Hay un momento de la partida en que casi todo ajedrecista
se detiene a pensar mucho tiempo. El ingeniero Gontrán era exactamente el tipo
de jugador capaz de ponerse a meditar cincuenta minutos o una hora un
determinado movimiento de la apertura. Lo único que a mí me hacía falta eran
esos minutos. Casi una hora de tiempo, un jueves a la tarde: cualquiera de los
seis jueves en que yo llevaría las piezas blancas. Claro que esto exigía saber
de antemano en qué jugada exacta se pondría a pensar. También exigía saber que
justamente los jueves yo jugaría con blancas, cosa que al principio me alarmó,
pero fue un problema mínimo.
Conquistar a una mujer puede resultar más o menos
complejo. La mayoría de las veces es cuestión de paciencia o de suerte y en los
demás casos basta con la estupidez, ellas lo hacen todo. El problema es cuando
hay que reconquistarla.
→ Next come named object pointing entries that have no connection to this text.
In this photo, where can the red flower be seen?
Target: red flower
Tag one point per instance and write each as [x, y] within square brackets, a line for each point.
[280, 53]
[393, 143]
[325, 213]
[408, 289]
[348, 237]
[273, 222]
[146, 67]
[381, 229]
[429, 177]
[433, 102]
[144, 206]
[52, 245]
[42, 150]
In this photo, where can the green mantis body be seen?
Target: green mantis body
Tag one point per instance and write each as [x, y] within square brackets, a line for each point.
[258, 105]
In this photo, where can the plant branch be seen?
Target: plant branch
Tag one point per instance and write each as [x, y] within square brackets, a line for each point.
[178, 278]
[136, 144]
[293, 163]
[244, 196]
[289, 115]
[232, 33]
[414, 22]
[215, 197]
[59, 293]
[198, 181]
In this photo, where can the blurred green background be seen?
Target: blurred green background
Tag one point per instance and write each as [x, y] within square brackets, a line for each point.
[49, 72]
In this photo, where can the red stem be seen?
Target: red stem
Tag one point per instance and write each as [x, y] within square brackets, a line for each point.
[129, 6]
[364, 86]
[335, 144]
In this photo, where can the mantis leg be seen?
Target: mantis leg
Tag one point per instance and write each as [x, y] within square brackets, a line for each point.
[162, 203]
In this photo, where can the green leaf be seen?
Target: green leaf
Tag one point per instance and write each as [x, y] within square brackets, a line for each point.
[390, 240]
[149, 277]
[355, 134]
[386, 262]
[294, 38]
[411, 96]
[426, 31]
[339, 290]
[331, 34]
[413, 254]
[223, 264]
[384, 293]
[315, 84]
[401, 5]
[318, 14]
No puedo detenerme a explicar los detalles íntimos de
mis movimientos durante tres meses, pero debo decir que hice día a día y minuto
a minuto todo lo que debía hacer. Veía crecer en Laura el descubrimiento de mí
mismo y su culpa como una planta carnívora, que la devoraba por dentro. Tal vez
ella nunca dejó de quererme, tal vez el hecho de acostarse con otro era una
forma invertida de su amor por mí, eso que llaman despecho. ¡Despecho!, nunca
había pensado hasta hoy en la profunda verdad simbólica que encierran ciertas
palabras. Me es suficiente pensar en esto, en lo que las palabras significan
simbólicamente, para no sentir el menor remordimiento por lo que hice: en el
fondo de mi memoria sigue estando aquella carta y la palabra puta. Dispuse de
casi tres meses para reconquistar a Laura. Es un tiempo excesivo, si se trata
de enamorar a una desconocida; no es mucho si uno está hablando de la mujer que
alguna vez lo quiso. Me conforta pensar que reconstruí en tres meses lo que
esta ciudad y sus rutinas habían casi demolido en años. Cuando se acercaba la
fecha de la primera partida con el ingeniero Gontrán tuve un poco de miedo.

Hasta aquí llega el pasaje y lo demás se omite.